Regarding encryption, I guess that we could do it, but then would lose the indexing capabilities (at least if everything is encrypted). Do you think encryption would really be required for this data though? the tx history is publicly available in the blockchain anyways.

I guess there could be some privacy concerns, but then again all of this was obtained by hitting a public block explorer (when not using a node at least).

vesparny commented 4 years ago

I have done what @bilthon proposed in a react native app I am working on.

  1. addresses are always scanned to check for balances using a gap limit of 20. Checked addresses, as well as las free internal and external indexes, are stored in AsyncStorage
  2. txs are fetched only until internal and external indexes (so the scan stops normally way before the gap limit is reached) and only if address balances did change since the previous scan
bilthon commented 4 years ago

@vesparny and did you make use of the IndexedDB ?

vesparny commented 4 years ago

Nope, AsyncStorage on react native

vesparny commented 3 years ago

I want to leave here the implementation I use to cache transactions. this also improves the code to better distinguish between received and sent transactions. I do not have time for a PR but I am happy to share what I came up with.

I do not currently use this code becaue in the meanwhile I headed toward a similar implementation based on electrumX, similar to what described in #5

I basically scan every address during the fetchBalance phase, then I cache all the address and keep a list of addresses where the balance differs since previous fetch. This way I know the addresses I need to re-scan while fetching transactions.

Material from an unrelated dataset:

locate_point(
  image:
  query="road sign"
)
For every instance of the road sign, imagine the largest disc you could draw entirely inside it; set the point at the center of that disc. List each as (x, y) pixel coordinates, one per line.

@KayBeSee let me know if the code is not clear

// explorer-api.js
const client = require('./fetch-client')

const EXPLORER_URL = 'https://blockstream.info/api'

const getUtxosForAddress = async address => {
  return await client(`${EXPLORER_URL}/address/${address}/utxo`)
}

const getTxsForAddress = async address => {
  return await client(`${EXPLORER_URL}/address/${address}/txs`)
}

const getAddress = async address => {
  return await client(`${EXPLORER_URL}/address/${address}`)
}

const broadcastTx = async txHex => {
  return await client(`${EXPLORER_URL}/tx`, txHex)
}

const getTipHeight = async () => {
  return await client(`${EXPLORER_URL}/blocks/tip/height`)
}

module.exports = {
  getAddress,
  getUtxosForAddress,
  getTxsForAddress,
  broadcastTx,
  getTipHeight
}

const api = require('./explorer-api')
const bitcoin = require('./bitcoin')

const serializeTransactions = (allTxs, addresses) => {
  const unconfirmedTxs = []
  const confirmedTxs = []
  for (const tx of allTxs) {
    const ownedInputAmount = tx.vin.reduce((acc, val) => {
      const value =
        addresses.indexOf(val.prevout.scriptpubkey_address) > -1
          ? val.prevout.value
          : 0
      acc += value
      return acc
    }, 0)

    const ownedOutputAmount = tx.vout.reduce((acc, val) => {
      const value =
        addresses.indexOf(val.scriptpubkey_address) > -1 ? val.value : 0
      acc += value
      return acc
    }, 0)

    const enhancedTx = {
      ...tx,
      type: ownedOutputAmount - ownedInputAmount > 0 ? 'received' : 'sent',
      value: Math.abs(ownedOutputAmount - ownedInputAmount)
    }
    enhancedTx.status.block_time
      ? confirmedTxs.push(enhancedTx)
      : unconfirmedTxs.push(enhancedTx)
  }
  unconfirmedTxs.sort((a, b) => b.txid - a.txid)
  confirmedTxs.sort((a, b) => b.status.block_time - a.status.block_time)
  return [...unconfirmedTxs, ...confirmedTxs]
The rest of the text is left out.